The dollar depreciated 1.2 percent to $1.3930 per euro at 5 p.m. in New York, from $1.3769 yesterday. The U.S. currency fell 0.9 percent to 81.03 yen, from 81.75 yen, after touching the 15- year low of 80.41 yen on Oct. 25. The euro gained 0.3 percent to 112.87 yen, from 112.58 yen.
The euro extended its advance as automatic orders were activated to stop losses for investors betting on a dollar rally, according to Richard Franulovich, a senior currency strategist at Westpac Banking Corp. in New York.
Stop orders were clustered above $1.38, $1.3850 and $1.39 per euro, Franulovich said. The next orders may be at $1.3980, he said. Traders place buy and sell orders at predetermined prices to limit losses.
Treasury Yield
The yield on the 10-year Treasury note fell 0.06 percentage point to 2.66 percent. Stocks pared gains, with the Standard & Poor’s 500 Index rising 0.1 percent.
The Dollar Index, which tracks the greenback against currencies of six major U.S. trading partners, decreased 1.1 percent to 77.285. It touched 78.273 yesterday, the highest level since Oct. 20.
A New York Fed survey, obtained by Bloomberg News, asked investors and dealers about their expectations for the initial size of any new program of debt purchases and the time over which it would be completed.
Estimates for the size of the asset-purchase program include forecasts for $1 trillion by Bank of America-Merrill Lynch and $2 trillion by Goldman Sachs Group Inc., with economists at both firms agreeing the Fed will likely start by announcing $500 billion after its Nov. 2-3 meeting.
The central bank is likely to announce a program of bond purchases worth a few hundred billion dollars over several months, the Wall Street Journal reported this week, without saying where it obtained the information.
Goldman Sachs View
Goldman Sachs reiterated in a research note its forecast for a further 5 percent drop in the dollar “on a broad, trade- weighted basis” over the next 12 months.
“The dollar needs to fall a lot further -- even after recent declines -- to contribute to raising inflation towards the Fed’s desired level,” Robin Brooks and Roman Maranets, currency strategists at Goldman Sachs in New York, wrote in a research note.
The Bank of Japan signaled concern that U.S. easing will cause its currency to appreciate by bringing forward the date of its next policy meeting to follow next week’s Fed decision.

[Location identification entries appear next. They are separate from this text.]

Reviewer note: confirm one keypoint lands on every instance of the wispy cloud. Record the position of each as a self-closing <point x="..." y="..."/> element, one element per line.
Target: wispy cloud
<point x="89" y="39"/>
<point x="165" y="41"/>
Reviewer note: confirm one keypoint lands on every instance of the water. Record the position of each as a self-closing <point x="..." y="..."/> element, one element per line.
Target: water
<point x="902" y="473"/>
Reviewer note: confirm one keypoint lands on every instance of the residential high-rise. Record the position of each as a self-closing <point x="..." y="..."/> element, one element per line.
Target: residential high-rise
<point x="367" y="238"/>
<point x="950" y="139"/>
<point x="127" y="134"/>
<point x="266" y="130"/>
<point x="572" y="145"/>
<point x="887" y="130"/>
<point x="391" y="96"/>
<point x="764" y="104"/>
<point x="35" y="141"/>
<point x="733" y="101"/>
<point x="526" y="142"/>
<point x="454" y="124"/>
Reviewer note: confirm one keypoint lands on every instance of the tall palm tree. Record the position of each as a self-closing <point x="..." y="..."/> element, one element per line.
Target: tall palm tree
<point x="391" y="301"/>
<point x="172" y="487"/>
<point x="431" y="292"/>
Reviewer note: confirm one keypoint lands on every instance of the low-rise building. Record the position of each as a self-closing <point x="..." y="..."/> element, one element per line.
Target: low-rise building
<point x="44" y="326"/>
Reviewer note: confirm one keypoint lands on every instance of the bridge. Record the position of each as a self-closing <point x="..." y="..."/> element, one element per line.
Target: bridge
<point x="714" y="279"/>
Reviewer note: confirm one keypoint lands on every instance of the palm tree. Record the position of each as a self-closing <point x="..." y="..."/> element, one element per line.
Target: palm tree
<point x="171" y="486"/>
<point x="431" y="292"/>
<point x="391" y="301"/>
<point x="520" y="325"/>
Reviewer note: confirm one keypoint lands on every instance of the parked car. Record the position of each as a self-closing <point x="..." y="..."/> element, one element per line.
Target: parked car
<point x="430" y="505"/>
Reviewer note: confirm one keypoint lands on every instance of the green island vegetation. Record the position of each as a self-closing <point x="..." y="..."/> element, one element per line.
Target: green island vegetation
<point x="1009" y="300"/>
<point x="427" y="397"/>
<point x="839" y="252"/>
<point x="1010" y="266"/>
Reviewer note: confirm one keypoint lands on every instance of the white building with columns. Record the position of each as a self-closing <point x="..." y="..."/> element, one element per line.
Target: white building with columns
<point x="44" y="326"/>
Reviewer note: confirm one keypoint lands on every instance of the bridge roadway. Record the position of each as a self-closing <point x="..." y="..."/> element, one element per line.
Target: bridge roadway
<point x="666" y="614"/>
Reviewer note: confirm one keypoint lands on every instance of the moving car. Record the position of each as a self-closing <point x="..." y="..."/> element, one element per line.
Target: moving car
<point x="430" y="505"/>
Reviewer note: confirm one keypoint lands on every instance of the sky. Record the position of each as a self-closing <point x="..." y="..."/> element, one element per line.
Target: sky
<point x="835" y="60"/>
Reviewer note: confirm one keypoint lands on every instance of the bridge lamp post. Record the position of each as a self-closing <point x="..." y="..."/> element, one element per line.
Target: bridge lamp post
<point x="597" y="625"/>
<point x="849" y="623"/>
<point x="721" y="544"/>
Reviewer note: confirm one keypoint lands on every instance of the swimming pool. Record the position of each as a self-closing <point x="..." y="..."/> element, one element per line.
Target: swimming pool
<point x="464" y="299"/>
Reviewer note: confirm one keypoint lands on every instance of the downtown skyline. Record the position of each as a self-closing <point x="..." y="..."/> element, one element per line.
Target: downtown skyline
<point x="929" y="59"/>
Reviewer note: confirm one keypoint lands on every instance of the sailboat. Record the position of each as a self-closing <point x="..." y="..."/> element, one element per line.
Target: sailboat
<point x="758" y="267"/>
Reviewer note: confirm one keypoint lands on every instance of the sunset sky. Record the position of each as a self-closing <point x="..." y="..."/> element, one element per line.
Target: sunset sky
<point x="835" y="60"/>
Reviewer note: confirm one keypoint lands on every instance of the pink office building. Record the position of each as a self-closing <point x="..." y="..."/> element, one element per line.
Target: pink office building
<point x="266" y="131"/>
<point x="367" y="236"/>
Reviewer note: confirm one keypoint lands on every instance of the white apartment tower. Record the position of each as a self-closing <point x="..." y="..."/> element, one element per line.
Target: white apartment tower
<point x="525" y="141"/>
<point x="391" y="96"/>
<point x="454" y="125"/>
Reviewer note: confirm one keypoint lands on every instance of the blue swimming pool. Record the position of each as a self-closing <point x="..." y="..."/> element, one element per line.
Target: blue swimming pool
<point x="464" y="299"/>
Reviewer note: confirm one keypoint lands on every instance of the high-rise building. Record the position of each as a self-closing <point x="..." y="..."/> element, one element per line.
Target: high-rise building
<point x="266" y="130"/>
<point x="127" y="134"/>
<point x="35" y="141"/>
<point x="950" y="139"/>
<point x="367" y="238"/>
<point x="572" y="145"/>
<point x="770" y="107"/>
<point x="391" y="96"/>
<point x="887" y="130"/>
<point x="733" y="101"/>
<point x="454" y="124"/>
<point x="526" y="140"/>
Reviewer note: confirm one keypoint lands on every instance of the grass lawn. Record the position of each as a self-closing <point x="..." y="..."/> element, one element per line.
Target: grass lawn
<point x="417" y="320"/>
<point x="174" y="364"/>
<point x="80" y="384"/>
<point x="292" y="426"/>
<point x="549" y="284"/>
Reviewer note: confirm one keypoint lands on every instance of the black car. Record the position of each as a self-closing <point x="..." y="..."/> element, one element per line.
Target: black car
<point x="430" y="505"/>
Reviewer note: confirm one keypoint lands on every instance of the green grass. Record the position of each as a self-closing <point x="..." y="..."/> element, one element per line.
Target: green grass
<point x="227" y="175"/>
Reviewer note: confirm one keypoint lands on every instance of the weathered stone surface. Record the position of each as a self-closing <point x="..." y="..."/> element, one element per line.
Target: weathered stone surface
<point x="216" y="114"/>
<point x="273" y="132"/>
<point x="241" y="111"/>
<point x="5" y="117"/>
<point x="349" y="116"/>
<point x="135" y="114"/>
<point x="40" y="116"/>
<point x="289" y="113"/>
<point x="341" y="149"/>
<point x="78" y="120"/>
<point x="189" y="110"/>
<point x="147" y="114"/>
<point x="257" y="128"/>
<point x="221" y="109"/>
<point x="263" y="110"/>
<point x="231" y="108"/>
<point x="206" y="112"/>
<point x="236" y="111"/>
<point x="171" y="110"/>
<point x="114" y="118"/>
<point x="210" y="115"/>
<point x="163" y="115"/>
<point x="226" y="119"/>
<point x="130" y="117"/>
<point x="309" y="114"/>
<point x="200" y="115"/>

“The Japanese have themselves a very difficult problem,” said John Taylor, chairman and founder of FX Concepts LLC, in an interview with Erik Schatzker on Bloomberg Television’s “Inside Track” program. “You’re hearing the major exporters from Japan make comments about what kind of levels they can tolerate, and we’re also seeing them act in the market and prepare themselves for a stronger yen.”
Japan’s Intervention
Japan’s currency has appreciated more than 5 percent since authorities acknowledged on Sept. 15 intervening for the first time in six years to help exporters by selling the yen.
The yen has gained 3.1 percent in October in the biggest increase against the dollar among the 16-most traded currencies tracked by Bloomberg. Brazil’s real has dropped the most this month, falling 1 percent to 1.7042 as the government raised taxes on foreigners’ fixed-income purchases.
China’s yuan fell to its weakest level this month after the central bank set a lower reference rate for a third day, spurring speculation the government is limiting appreciation. The People’s Bank of China set the reference rate 0.11 percent weaker at 6.6986 against the greenback.
The yuan has depreciated 0.5 percent since G-20 policy makers said on Oct. 23 that they would refrain from “competitive devaluation” before the Nov. 11-12 leaders’ summit.
The euro, yen and pound “all appear broadly in line with medium-term fundamentals,” the IMF said in its report. Emerging economies with current-account surpluses need to begin to allow exchange-rate appreciation “in earnest” to play their part in rebalancing global demand, according to the IMF.